Jan Bartek – AncientPages.com – Archaeologists recently unearthed a significant find in Cyprus: a 4,000-year-old temple in Erimi. This discovery is potentially the oldest known sacred site on the island. The temple was located in an area previously serving as a craftsman’s workshop.

The excavation was conducted by an Italian archaeological team, the Erimi Archaeological Project, affiliated with the University of Siena and led by Professor Luca Bombardieri.

4,000-Year-Old Temple With Mysterious Large Monolith Discovered In Cyprus

A recreation of the temple depicts an amphora, a fire pit, and a monolith. Credit: University of Siena

Researchers are particularly interested in large, enigmatic monolith featuring a circular pattern of cups at its center. This artifact provides valuable insights into the ancient artisan community that once thrived in Cyprus.

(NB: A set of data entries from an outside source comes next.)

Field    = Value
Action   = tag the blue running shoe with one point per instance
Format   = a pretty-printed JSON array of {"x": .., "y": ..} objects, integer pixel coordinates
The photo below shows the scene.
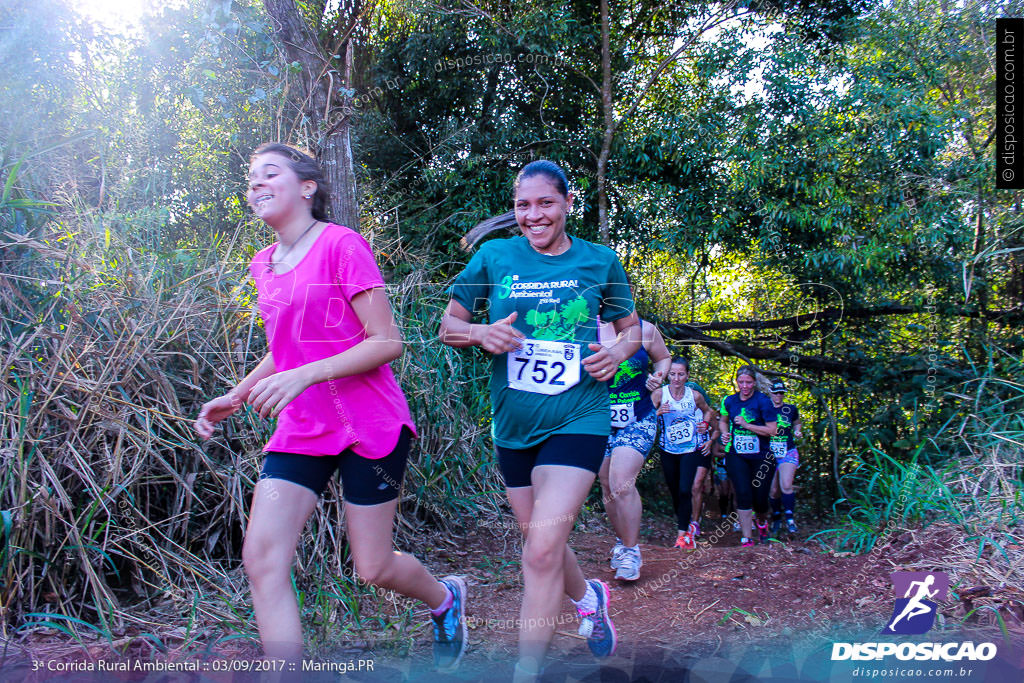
[
  {"x": 450, "y": 628},
  {"x": 597, "y": 626}
]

The early settlement of Erimi-Bombardieri is located in the hinterland of Limassol. It extends over a high limestone terrace that dominates the course of the Kouris River and a large portion of the coast of the Gulf of Kourion and the Akrotiri peninsula. During the Middle Bronze Age (around 2000-1600 B.C.), a community of artisans settled on the Erimi hill and built a communal living space with very particular characteristics.

Recently, a discovery was made in the western wing of the artisan complex: a room containing a monolith of considerable size, about 2.30 meters high, completely smooth, with a circular motif of small cups in the center.

4,000-Year-Old Temple With Mysterious Large Monolith Discovered In Cyprus

Archaeologists excavating at the site. Credit: University of Siena

Professor Bombardieri explains in a press release that the monolith, which originally stood in the room’s center, collapsed onto the floor, destroying a large amphora placed at its feet in front of a small circular hearth. The room’s interior space allowed circulation around the monolith, amphora, and hearth occupying the central area.

The peculiarities of this space, especially when compared to the surrounding production laboratory areas, indicate it was a small sacred space—the oldest attested on the island. Its cultural function is particularly interesting due to its location within the laboratory complex. Thus, the activity that economically supported the community involved its members ideologically and symbolically.

In the recent excavation mission, archaeologists also uncovered the skeleton of a young woman estimated to be around 20 years old. The evidence suggests that she was the victim of a violent death, and her body was subsequently “sealed.” This practice may have attempted to conceal the crime and prevent her spirit from haunting the living.

The victim’s cranium shows signs of fracture, likely caused by a spear or a heavy object. Her body was positioned on the ground with a large stone placed on her chest, possibly to immobilize her remains. Notably, no valuable items or ceremonial objects were found near the body, indicating that no formal burial rites were performed.

Italian researchers propose that this discovery may represent an ancient case of femicide, potentially linked to the woman’s pregnancy. The entrance to the small dwelling where she was found was meticulously sealed, resembling a tomb. This incident dates back to the Bronze Age, approximately 2,000 and 1,600 B.C.

4,000-Year-Old Temple With Mysterious Large Monolith Discovered In Cyprus

The site of the 4,000-year-old temple seen from the air. Credit: University of Siena

Professor Bombardieri suggests that this case may be connected to other similar incidents recorded in various parts of Cyprus. Typically, the victims of these femicides were young women who were murdered and isolated from their families and communities.

See also: More Archaeology News

This finding offers a unique window into the island’s distant past, shedding light on the religious practices and craftsmanship of a civilization that existed four millennia ago. The temple’s location within a former workshop area suggests a possible connection between spiritual activities and artisanal production in this early Cypriot society.